In January 2011 Buford said the Campbells’ son John, who also did not respond to interview requests, came to her as well. Buford and Graham had often seen him working long hours in the Campbells’ vegetable garden, from ten in the morning until four in the afternoon in both the cold of winter and the heat of high summer, when Graham said even Tennessee guard dogs are brought inside. When John appealed to Buford, he was already eighteen and beyond the Department of Children’s Services’ mandate. Buford, who was leaving town for her sister’s funeral, took him to the homeless mission in Nashville, but she said that John, whose only experience of life in America had been in Primm Springs, returned to the Campbells within hours. “They were going to help him, but this boy is so illiterate and frightened,” said Buford. “He’d been there pretty much all his life and kept in the dark, and now he’s afraid of everything.” Buford
later received a letter from John (who had at least basic writing skills)—in his handwriting but not using his normal vocabulary—saying it was all a mistake and the Campbells were good to him. From there he was sent to Kentucky, then returned for a period before leaving again.

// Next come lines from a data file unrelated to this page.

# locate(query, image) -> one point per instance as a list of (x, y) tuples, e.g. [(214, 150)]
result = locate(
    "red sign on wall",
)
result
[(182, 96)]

Graham exhausted the possibilities of agencies he thought could help: the county sheriff, DCS, the state Department of Health, the Tennessee Bureau of Investigation. He never heard back from anyone—something that was not a surprise to another Tennessee children’s welfare worker, speaking on condition of anonymity, who said that Hickman County has a reputation for not wanting to rock the boat with religious conservatives in the Primm Springs area. In frustration Graham and Buford called a local news channel, but when producers showed up at the Allisons’ home, the children refused to talk. (“We didn’t know who they were,” Kula remembers.)
“Slavery is alive and well. There’s no doubt in my mind,” Graham told me in 2011. “I couldn’t get anybody to do anything for those kids. I am strictly bitter over that, and I will always remain bitter.”